Cloud-native platforms and composable applications

Building new application architectures - resilient, elastic and agile - to better respond to the rapid change enabled by digital transformation is one of the mantras that IT managers are called upon to observe, and cloud-native platforms are the technological answer to this need. The ultimate goal is to overcome the limitations of the traditional 'lift-and-shift' approach to the cloud, which allows an application with its associated data to be moved from the on-premise data centre to the cloud without having to redesign it from scratch. Another trend that experts believe will streamline the work of IT departments is modular applications built with business-centric components, which make it easier to use and reuse code and accelerate the time to market of software solutions.
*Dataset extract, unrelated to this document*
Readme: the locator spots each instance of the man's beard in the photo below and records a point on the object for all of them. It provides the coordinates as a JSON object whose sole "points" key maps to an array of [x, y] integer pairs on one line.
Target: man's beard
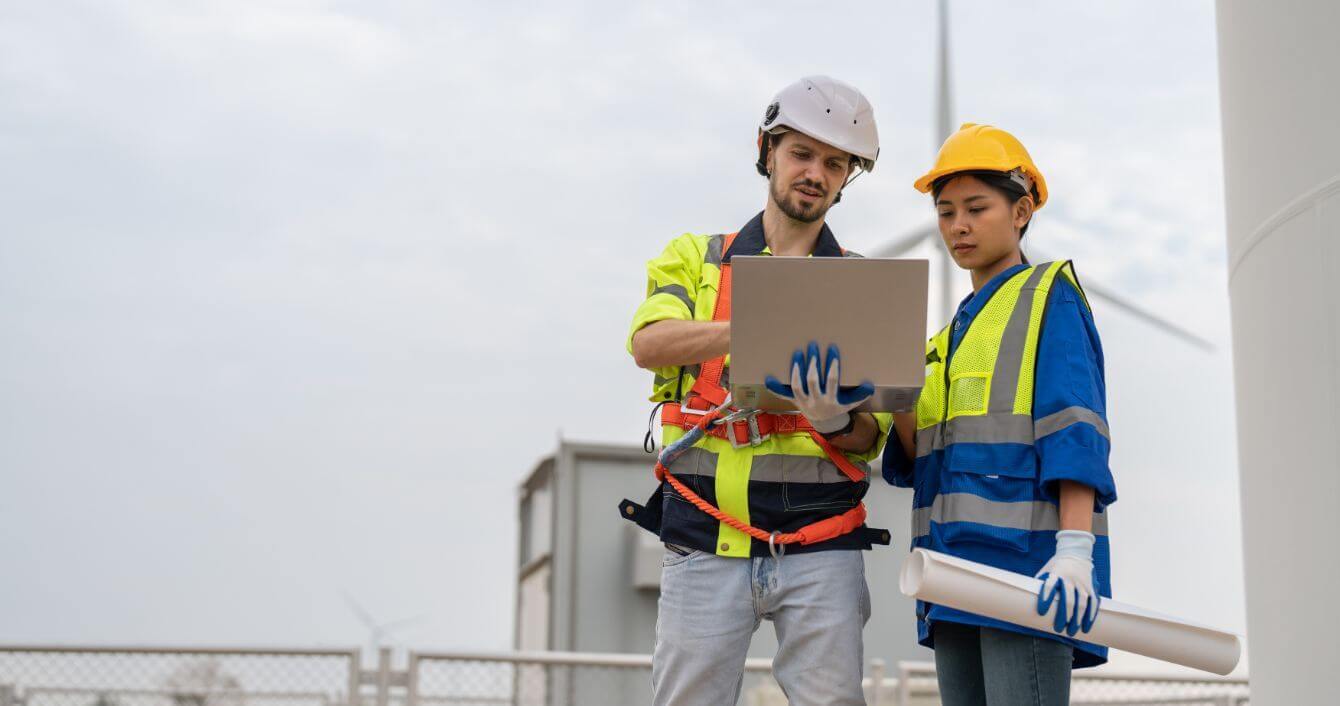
{"points": [[797, 210]]}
Decision-making intelligence and hyper-automation

Modelling every decision as a set of processes, using the tools of intelligence and advanced analytics to refine this process, is the culmination of what Gartner calls - very concretely and without much imagination - 'decision intelligence'. The next step? Automating this intelligence through the use of augmented analytics, simulations and of course algorithms. CEOs and CIOs will then have to familiarise themselves with another term that will soon become recurrent: hyper-automation, i.e. a disciplined, business-driven approach to rapidly identifying and examining as many business and IT processes as possible, in the name of scalability, remote operation and discontinuity (disruption) of existing business models.
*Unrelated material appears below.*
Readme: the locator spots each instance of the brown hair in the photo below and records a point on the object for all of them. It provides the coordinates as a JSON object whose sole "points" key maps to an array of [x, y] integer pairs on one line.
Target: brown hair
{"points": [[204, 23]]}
Autonomic systems and generative algorithms

Artificial intelligence will be increasingly pervasive within business processes, and its engineering will foster its delivery and use to power organisations that will be increasingly distributed and oriented towards a digital-first (to meet consumers' demand for virtual services) and remote-first (to manage hybrid workplaces) business model. Finally, two trends that look beyond 2022, autonomic systems and generative Ai, are filled with advanced machine learning capabilities. The former learn from their environment and dynamically and autonomously modify their algorithms in real time to optimise their behaviour in complex ecosystems. The latter recognises artefacts from data and generates creations similar to the original, providing companies with the potential to create new forms of innovative content (such as video) and to accelerate research and development cycles in fields such as medicine.